Jasper pushed him away. Other hotel guests were watching from their balconies, and he straightened his jacket and tie. “If you won’t do it for me, then do it for your nephew. If they arrest you, the police will want to talk to Skip as well. He’ll have to withdraw from the tournament.”

“So what?” Scalzo bellowed at him.

“You don’t care if your nephew goes down?”

“He’s not going down,” Scalzo said. “He’s leaving with me and Guido. We’re getting out of Las Vegas, is what we’re doing.”

“Have you talked with him about this?”

“Why should I?”

“What if he doesn’t want to go? He’s the tournament leader.”

Scalzo pounded his chest with both fists like a cave man. “Skipper does what I tell him. He’s leaving with me. Understand?”

Jasper nodded stiffly. There was no use arguing with a maniac.

“In two hours, I want you to drive me, Skipper, and Guido to a little airport on the outskirts of town,” Scalzo said. “We’re going to take a charter plane to Los Angeles, and from there, a private yacht to Central America. Just give me two hours to make the necessary arrangements. You drive us to the airport, and we’ll disappear.”

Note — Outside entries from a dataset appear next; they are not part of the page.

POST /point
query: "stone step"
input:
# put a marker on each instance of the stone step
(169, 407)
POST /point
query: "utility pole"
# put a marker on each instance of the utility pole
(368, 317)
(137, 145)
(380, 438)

“At least let your nephew play before you leave,” Jasper said.

“Why should I?”

“Because he’s a goddamn celebrity, that’s why,” Jasper said. “The more air time he has, the better the tournament does.”

Scalzo stuck his chin out defiantly. “Okay.”

Jasper looked at his watch. “I need to run. I’ll see you downstairs.”

Jasper turned to open the slider. Scalzo’s hand came down hard on his shoulder, and he felt the old mobster’s breath on his ear.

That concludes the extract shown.